Author: John O. Brehm
Publisher: University of Michigan Press
Published: 2016-10-30
Total Pages: 277
ISBN-13: 0472750496
DOWNLOAD EBOOKDIVExamines a fundamental problem for opinion polls and those who use them. /div
Author: Darnell Felix Hawkins
Publisher: University of North Carolina, Institute for Research in Social Science
Published: 1978
Total Pages: 50
ISBN-13:
DOWNLOAD EBOOKAuthor: Herbert F. Weisberg
Publisher: University of Chicago Press
Published: 2009-12-29
Total Pages: 401
ISBN-13: 0226891291
DOWNLOAD EBOOKIn 1939, George Gallup's American Institute of Public Opinion published a pamphlet optimistically titled The New Science of Public Opinion Measurement. At the time, though, survey research was in its infancy, and only now, six decades later, can public opinion measurement be appropriately called a science, based in part on the development of the total survey error approach. Herbert F. Weisberg's handbook presents a unified method for conducting good survey research centered on the various types of errors that can occur in surveys—from measurement and nonresponse error to coverage and sampling error. Each chapter is built on theoretical elements drawn from specific disciplines, such as social psychology and statistics, and follows through with detailed treatments of the specific types of error and their potential solutions.
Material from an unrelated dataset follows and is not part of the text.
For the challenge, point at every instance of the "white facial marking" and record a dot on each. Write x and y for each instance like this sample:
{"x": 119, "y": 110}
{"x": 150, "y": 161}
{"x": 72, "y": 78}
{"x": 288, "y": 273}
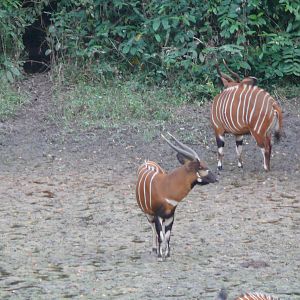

Throughout, Weisberg is attentive to survey constraints, including time and ethical considerations, as well as controversies within the field and the effects of new technology on the survey process—from Internet surveys to those completed by phone, by mail, and in person. Practitioners and students will find this comprehensive guide particularly useful now that survey research has assumed a primary place in both public and academic circles.
Author: Robert M. Groves
Publisher: Wiley-Interscience
Published: 2002
Total Pages: 528
ISBN-13:
DOWNLOAD EBOOKThis volume offers coverage of research in the field of survey nonresponse, the primary threat to the statistical integrity of surveys. This book was written in conjunction with the International Conference on Survey Nonresponse, October 1999.